July 24, 2000

Harrisburg, Pennsylvania, the town where I live, is the capital city of the state but by far not the largest. Reading, which is in my beloved Berks County, is much larger. Nevertheless, it’s impossible to get there directly along an interstate. Usually I take I-81 about 30 miles to where it splits off north to the coal regions. There I take the I-78 branch, which goes east toward Allentown and New York City. (Berks County, incidentally, is shaped like a baseball diamond. Reading is the pitcher’s mound. Wernersville, the site of most of my research, is half way between third base and home.)

Yesterday I was coming back from my day of location writing about 8:00 in the evening. After I passed the split and was on I-81 headed for home, I noticed that the overpasses were lined with people. At a rest stop 20 miles out of Harrisburg I saw perhaps two hundred people sitting on the embankment. They’d come prepared, with chairs and coolers and signs touting their favorite NASCAR drivers.
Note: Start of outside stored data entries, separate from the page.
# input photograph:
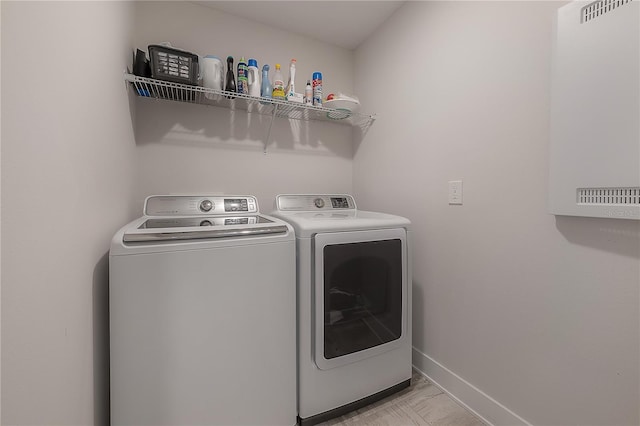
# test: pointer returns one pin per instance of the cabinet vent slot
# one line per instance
(609, 196)
(598, 8)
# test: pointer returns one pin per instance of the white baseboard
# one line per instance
(479, 403)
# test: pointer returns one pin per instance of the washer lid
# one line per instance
(194, 228)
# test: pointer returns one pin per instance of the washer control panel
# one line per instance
(315, 202)
(198, 205)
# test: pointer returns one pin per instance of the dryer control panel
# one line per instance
(188, 205)
(315, 202)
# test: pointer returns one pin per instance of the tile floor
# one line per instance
(421, 404)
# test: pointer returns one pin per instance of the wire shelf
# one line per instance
(158, 89)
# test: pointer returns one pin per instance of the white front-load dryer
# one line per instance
(202, 315)
(354, 303)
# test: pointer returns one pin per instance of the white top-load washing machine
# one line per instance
(354, 302)
(202, 315)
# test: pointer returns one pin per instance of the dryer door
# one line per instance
(360, 294)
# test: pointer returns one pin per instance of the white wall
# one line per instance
(541, 313)
(67, 185)
(196, 149)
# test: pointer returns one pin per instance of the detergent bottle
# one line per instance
(243, 87)
(230, 84)
(278, 84)
(253, 78)
(291, 87)
(266, 89)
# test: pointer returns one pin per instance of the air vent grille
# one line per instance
(609, 196)
(600, 7)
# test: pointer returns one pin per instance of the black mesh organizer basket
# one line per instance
(173, 65)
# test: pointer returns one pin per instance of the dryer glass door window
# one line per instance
(361, 292)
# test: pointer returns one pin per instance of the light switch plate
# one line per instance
(455, 192)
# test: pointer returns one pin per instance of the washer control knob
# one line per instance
(206, 205)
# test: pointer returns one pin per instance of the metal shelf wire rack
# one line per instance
(158, 89)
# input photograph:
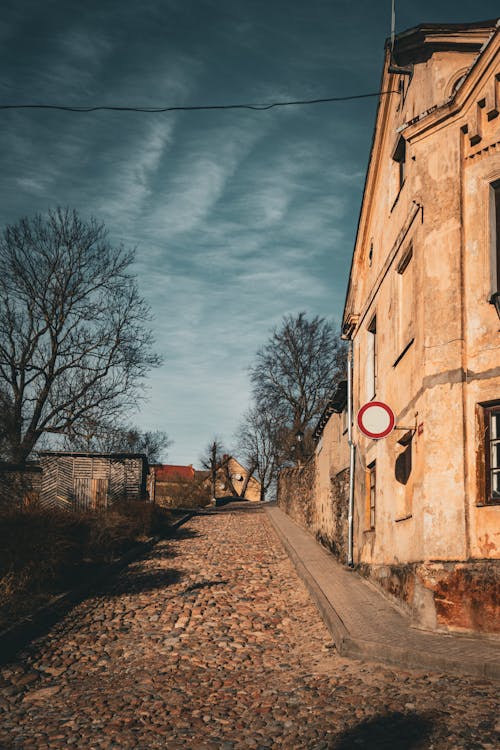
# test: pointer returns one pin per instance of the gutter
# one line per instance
(352, 454)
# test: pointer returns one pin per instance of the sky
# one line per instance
(238, 217)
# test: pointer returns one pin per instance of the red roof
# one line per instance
(169, 472)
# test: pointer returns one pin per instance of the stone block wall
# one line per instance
(326, 520)
(296, 493)
(455, 596)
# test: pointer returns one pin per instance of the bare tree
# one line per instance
(259, 445)
(74, 340)
(216, 460)
(106, 438)
(294, 375)
(6, 426)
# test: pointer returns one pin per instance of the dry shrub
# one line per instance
(46, 551)
(183, 493)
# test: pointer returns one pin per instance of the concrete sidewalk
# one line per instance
(364, 624)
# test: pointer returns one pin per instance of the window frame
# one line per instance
(488, 410)
(372, 357)
(494, 237)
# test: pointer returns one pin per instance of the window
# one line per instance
(371, 359)
(405, 301)
(400, 159)
(495, 237)
(492, 453)
(370, 496)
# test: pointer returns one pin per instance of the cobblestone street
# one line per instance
(213, 642)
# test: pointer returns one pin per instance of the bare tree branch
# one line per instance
(74, 337)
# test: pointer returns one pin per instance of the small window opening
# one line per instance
(400, 158)
(492, 452)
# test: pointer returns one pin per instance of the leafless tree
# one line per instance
(106, 438)
(216, 460)
(74, 339)
(295, 373)
(6, 426)
(259, 445)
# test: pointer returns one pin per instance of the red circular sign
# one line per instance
(376, 420)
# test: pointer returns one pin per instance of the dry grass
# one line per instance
(44, 552)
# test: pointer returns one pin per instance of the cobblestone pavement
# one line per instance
(212, 642)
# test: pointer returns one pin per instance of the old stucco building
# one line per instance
(422, 314)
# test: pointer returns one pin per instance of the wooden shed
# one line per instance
(85, 481)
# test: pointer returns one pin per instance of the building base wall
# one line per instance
(455, 596)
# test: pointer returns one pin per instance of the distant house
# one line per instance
(172, 473)
(83, 481)
(235, 474)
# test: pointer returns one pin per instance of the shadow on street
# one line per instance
(387, 732)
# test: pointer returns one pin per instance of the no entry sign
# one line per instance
(376, 420)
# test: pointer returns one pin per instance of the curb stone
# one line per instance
(404, 646)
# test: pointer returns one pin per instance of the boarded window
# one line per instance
(492, 453)
(370, 485)
(371, 359)
(400, 159)
(495, 237)
(406, 307)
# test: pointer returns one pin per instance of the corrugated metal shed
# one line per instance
(83, 481)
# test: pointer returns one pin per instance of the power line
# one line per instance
(256, 107)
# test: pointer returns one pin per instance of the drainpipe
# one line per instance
(350, 515)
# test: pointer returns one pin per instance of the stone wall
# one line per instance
(331, 526)
(296, 493)
(453, 596)
(325, 519)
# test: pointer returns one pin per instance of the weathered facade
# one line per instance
(422, 312)
(91, 481)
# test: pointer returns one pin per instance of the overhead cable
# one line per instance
(256, 107)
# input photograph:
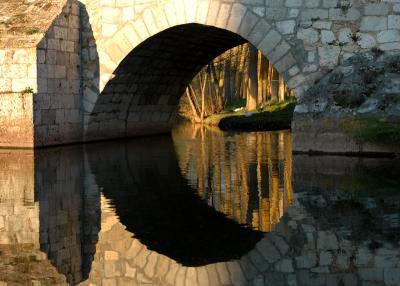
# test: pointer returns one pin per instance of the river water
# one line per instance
(200, 207)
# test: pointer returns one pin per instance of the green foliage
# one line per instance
(32, 31)
(237, 103)
(271, 117)
(373, 130)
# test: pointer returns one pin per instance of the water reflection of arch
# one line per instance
(231, 171)
(69, 210)
(142, 179)
(49, 217)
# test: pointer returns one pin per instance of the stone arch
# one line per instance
(233, 19)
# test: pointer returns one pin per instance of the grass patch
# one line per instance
(373, 130)
(273, 116)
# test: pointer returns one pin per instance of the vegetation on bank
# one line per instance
(239, 85)
(373, 130)
(274, 116)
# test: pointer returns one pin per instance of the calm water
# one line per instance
(200, 208)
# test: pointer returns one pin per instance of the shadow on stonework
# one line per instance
(69, 211)
(142, 180)
(143, 95)
(357, 197)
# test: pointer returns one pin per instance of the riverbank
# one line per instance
(272, 117)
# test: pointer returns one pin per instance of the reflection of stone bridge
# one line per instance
(76, 71)
(73, 233)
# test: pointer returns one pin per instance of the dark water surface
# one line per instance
(201, 208)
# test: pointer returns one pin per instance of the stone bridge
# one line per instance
(74, 71)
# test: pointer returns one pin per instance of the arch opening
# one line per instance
(143, 96)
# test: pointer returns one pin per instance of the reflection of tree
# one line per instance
(247, 177)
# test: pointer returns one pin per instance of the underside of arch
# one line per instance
(143, 96)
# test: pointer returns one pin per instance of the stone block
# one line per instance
(339, 15)
(327, 36)
(284, 265)
(328, 56)
(314, 14)
(236, 17)
(373, 23)
(366, 41)
(327, 241)
(309, 35)
(378, 9)
(286, 27)
(269, 42)
(392, 276)
(388, 36)
(371, 274)
(268, 250)
(293, 3)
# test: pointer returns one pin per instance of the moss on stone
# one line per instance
(373, 130)
(272, 117)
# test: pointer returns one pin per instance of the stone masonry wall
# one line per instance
(17, 83)
(57, 104)
(304, 39)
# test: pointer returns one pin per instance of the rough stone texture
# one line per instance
(99, 249)
(364, 85)
(317, 36)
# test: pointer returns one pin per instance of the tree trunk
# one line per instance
(281, 89)
(252, 85)
(194, 109)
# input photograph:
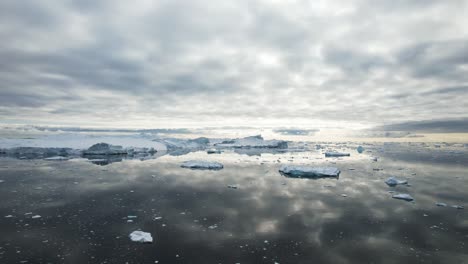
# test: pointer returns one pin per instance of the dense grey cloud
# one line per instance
(173, 63)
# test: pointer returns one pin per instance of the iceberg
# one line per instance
(105, 149)
(336, 154)
(253, 142)
(360, 149)
(392, 181)
(403, 196)
(57, 158)
(141, 237)
(213, 151)
(200, 164)
(300, 171)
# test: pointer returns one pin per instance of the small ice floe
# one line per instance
(213, 226)
(392, 181)
(57, 158)
(309, 171)
(213, 151)
(336, 154)
(200, 164)
(403, 196)
(360, 149)
(141, 237)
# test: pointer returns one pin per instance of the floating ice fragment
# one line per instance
(140, 236)
(253, 142)
(336, 154)
(57, 158)
(392, 181)
(360, 149)
(200, 164)
(213, 151)
(403, 196)
(308, 171)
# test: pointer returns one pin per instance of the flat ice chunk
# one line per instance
(140, 236)
(201, 164)
(57, 158)
(309, 171)
(403, 196)
(105, 149)
(336, 154)
(360, 149)
(392, 181)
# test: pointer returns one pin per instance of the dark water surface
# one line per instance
(268, 219)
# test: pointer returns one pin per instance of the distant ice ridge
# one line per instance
(108, 149)
(253, 142)
(201, 164)
(336, 154)
(309, 171)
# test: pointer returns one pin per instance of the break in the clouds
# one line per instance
(160, 63)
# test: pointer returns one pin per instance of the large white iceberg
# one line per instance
(253, 142)
(336, 154)
(309, 171)
(105, 149)
(392, 181)
(57, 158)
(403, 196)
(201, 164)
(142, 237)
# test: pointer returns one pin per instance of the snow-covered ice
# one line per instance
(105, 149)
(392, 181)
(253, 142)
(309, 171)
(140, 236)
(336, 154)
(201, 164)
(403, 196)
(57, 158)
(360, 149)
(213, 151)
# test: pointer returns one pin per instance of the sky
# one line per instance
(173, 63)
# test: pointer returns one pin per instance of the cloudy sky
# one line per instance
(184, 63)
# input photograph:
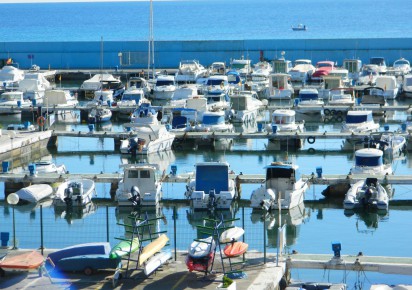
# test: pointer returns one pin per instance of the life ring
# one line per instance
(311, 139)
(40, 121)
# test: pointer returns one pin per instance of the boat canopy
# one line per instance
(212, 177)
(358, 118)
(213, 119)
(280, 171)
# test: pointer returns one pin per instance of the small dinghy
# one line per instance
(235, 249)
(34, 193)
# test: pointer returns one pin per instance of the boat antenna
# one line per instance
(150, 59)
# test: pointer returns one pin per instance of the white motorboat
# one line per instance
(390, 86)
(245, 106)
(242, 66)
(368, 193)
(141, 185)
(392, 145)
(10, 77)
(217, 68)
(359, 122)
(45, 167)
(132, 98)
(370, 161)
(283, 188)
(75, 192)
(308, 100)
(34, 86)
(34, 193)
(401, 66)
(341, 97)
(214, 122)
(380, 63)
(368, 75)
(407, 85)
(212, 188)
(189, 71)
(99, 115)
(280, 87)
(13, 99)
(216, 85)
(283, 120)
(102, 81)
(164, 88)
(302, 70)
(149, 139)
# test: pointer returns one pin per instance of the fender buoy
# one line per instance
(40, 121)
(311, 139)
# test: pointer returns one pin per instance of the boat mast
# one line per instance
(150, 59)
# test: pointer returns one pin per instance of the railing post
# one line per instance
(41, 230)
(174, 231)
(107, 223)
(264, 241)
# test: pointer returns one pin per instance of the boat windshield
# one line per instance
(212, 177)
(213, 120)
(355, 119)
(131, 97)
(368, 161)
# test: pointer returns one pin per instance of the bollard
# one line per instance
(319, 171)
(4, 237)
(32, 168)
(5, 165)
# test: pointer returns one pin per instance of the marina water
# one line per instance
(322, 223)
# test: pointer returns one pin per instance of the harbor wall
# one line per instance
(134, 54)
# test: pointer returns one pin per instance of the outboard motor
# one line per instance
(135, 199)
(211, 205)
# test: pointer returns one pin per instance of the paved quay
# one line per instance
(173, 275)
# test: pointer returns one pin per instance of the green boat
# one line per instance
(123, 248)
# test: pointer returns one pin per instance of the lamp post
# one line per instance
(13, 199)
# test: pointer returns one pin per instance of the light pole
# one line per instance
(13, 199)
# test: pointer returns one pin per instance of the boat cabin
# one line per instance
(212, 176)
(370, 157)
(357, 117)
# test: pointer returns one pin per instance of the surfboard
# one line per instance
(156, 261)
(23, 262)
(153, 248)
(123, 248)
(235, 249)
(232, 234)
(200, 249)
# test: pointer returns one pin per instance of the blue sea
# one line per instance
(206, 20)
(322, 223)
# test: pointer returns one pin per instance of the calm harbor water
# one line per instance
(206, 20)
(310, 229)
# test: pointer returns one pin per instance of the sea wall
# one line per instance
(134, 54)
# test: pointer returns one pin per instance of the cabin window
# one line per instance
(133, 174)
(144, 174)
(368, 161)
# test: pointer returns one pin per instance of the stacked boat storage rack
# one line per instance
(219, 226)
(138, 228)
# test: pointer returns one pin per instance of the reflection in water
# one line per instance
(292, 219)
(71, 213)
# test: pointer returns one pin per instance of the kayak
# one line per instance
(202, 247)
(153, 248)
(235, 249)
(232, 234)
(123, 248)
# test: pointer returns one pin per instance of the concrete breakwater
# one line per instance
(134, 54)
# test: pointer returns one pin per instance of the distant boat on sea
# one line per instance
(300, 27)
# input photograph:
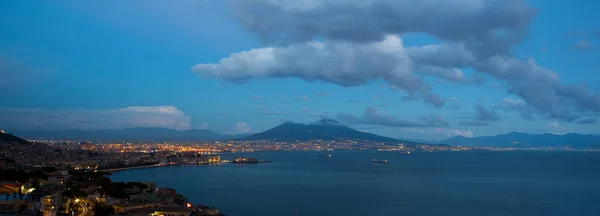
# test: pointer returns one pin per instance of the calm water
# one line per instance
(439, 183)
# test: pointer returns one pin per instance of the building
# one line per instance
(207, 210)
(50, 204)
(172, 211)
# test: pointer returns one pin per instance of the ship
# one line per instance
(379, 161)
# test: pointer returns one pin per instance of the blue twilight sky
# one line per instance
(413, 69)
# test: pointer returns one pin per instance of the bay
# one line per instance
(423, 183)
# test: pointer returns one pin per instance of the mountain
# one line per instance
(325, 129)
(520, 140)
(129, 134)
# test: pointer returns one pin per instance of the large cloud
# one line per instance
(89, 119)
(351, 42)
(372, 116)
(482, 117)
(339, 62)
(489, 26)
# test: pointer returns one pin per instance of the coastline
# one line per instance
(134, 167)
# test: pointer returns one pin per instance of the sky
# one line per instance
(400, 68)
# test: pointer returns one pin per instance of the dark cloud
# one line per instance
(372, 116)
(433, 119)
(582, 45)
(474, 123)
(485, 114)
(339, 62)
(487, 26)
(482, 117)
(526, 112)
(586, 121)
(359, 44)
(301, 98)
(274, 113)
(320, 93)
(92, 119)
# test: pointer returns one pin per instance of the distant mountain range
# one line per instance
(522, 140)
(129, 134)
(325, 129)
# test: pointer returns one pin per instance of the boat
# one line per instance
(379, 161)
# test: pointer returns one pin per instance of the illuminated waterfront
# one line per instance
(423, 183)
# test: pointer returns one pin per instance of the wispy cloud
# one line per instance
(582, 45)
(152, 116)
(321, 94)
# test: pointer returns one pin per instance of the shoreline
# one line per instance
(161, 165)
(135, 167)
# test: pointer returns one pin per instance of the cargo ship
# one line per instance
(379, 161)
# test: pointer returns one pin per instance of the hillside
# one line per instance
(326, 129)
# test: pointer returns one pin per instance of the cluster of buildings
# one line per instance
(52, 180)
(69, 193)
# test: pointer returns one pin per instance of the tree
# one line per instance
(138, 185)
(22, 208)
(101, 209)
(37, 174)
(49, 169)
(74, 193)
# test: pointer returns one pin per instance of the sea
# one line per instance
(464, 183)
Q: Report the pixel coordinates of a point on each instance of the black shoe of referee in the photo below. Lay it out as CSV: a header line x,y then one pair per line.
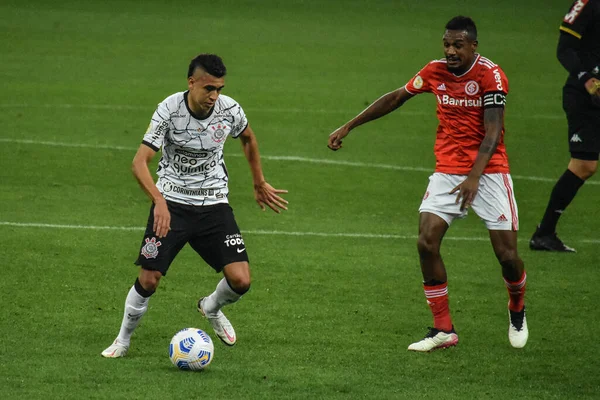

There’d been a big race in the Poconos Sunday afternoon. The people were dedicated NASCAR fans who line up along the route to the next race (down south some place, I was told) to see the equipment trucks and the motor homes the drivers live in pass by.

I remembered this event from last year. Right at the exit where I get off for my house there is a large office parking lot overlooking the highway. Last year the township police came and made all the fans leave. The insurance company that owns the lot had called them. It seemed that Nationwide did not want these people by THEIR side, possibly littering or vandalizing or getting involved in accidents they could sue over. The whole thing resulted in some very bad press for Nationwide.

Evidently Nationwide had rethought their objections, because the NASCAR fans were there in force last night. So instead of going straight home when I got off at Exit 25 (soon to be Exit Something Else – they’re renumbering everything for reasons that are not exactly clear, except maybe to Pennsylvania’s sign fabricating industry), I drove up to the Nationwide parking lot (a writer at work, I guess).

I spent some time with a middle-aged couple who do this every year. Despite the fact that it was rapidly growing darker, the man kept taking pictures of the trucks as they flashed by. (The NASCAR vehicles are easily identifiable. They have the driver’s number and his sponsors’ logos prominently displayed.) I talked to some other people, and found that many of them follow the NASCAR circuit in much the same way that some of my friends have followed the Grateful Dead.

I stayed on the hill talking to people until darkness had fallen and everyone began to leave. It was a good way to disengage my head from the nineteenth century and come back into the present.